私はこの言葉を、今回はじめて知りました。
親のお金を子ども名義の口座に
入れて運用しているだけ。
税務署にそう見られると、
その口座は親の資産として扱われます。
そうなると、ここまでの話が丸ごと崩れます。
子ども自身の控除枠も使えません。
見られているのは、書面よりも
実態のほうだそうです。
- お金の流れが追えるか(現金の手渡しではなく、銀行振込にする)
- 通帳・印鑑・カードが親のものと分かれているか
- もらった側が、受け取ることを了解しているか
我が家は児童手当もお祝い金も、
親名義の口座から振込で移しています。
記録は残っている形です。
ただ、贈与契約書は一度も作っていません。
法律上は口約束でも贈与は成立します。
でも小さい子どもの場合、第三者から見ると
「親が親から自分にあげた」ようにも見えてしまう。
だから紙で残しておくほうが安全、というわけです
贈与税は、1年にもらった額の合計が110万円を
超えなければかかりません。
書面を残しても、税金の負担が
増えるわけではないんですね。
まとめ

- こどもNISAは新しい制度ではなく、つみたて投資枠を0〜17歳まで使えるようにするもの(2027年1月以降・年60万円・上限600万円)
- 特定口座の分は直接移せない。いったん売って買い直す。買い直せるのはつみたて投資枠の対象商品だけ
- 税金で見られるのは売った額ではなく利益。控除の枠に収めるために分けて売る必要は、必ずしもない
- 子ども名義の口座の利益は子ども自身の所得。合計所得金額132万円以下なら基礎控除は95万円(住民税と親の扶養は別の基準)
- 「源泉徴収あり/なし」は、その年に最初に売る前に確認する。いちばんの落とし穴は名義預金で、お金の流れと贈与の形を残しておく
児童手当をどう運用しているかは
こちらの記事にまとめました。

※こどもNISAは2025年12月に決まった税制改正の大綱にもとづく内容です。実際に利用するときは、金融庁や証券会社の案内で最新の条件を確認してください。
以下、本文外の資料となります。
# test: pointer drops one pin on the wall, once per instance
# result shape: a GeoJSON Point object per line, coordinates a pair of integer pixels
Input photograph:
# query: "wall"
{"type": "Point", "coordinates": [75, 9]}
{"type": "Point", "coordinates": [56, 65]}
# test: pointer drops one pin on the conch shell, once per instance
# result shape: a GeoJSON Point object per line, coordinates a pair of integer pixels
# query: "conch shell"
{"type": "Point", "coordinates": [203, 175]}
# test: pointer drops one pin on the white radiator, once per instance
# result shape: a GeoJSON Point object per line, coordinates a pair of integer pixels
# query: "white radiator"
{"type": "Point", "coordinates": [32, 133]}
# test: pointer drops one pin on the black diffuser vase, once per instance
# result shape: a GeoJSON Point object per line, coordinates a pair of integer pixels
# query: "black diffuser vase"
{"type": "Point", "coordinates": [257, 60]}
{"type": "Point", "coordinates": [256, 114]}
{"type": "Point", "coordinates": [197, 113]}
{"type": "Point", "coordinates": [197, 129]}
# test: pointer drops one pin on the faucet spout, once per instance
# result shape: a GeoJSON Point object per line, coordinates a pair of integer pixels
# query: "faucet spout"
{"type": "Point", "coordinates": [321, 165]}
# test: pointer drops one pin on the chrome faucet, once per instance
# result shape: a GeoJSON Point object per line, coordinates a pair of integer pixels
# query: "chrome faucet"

※私は税理士ではありません。この記事は一般的な制度の説明で、個別の税務アドバイスではありません。判断に迷う場合は、税務署(無料の相談窓口があります)や税理士に確認してください。
※本記事は個人の体験・見解の共有であり、特定の商品を推奨するものではありません。投資判断はご自身の責任でお願いします。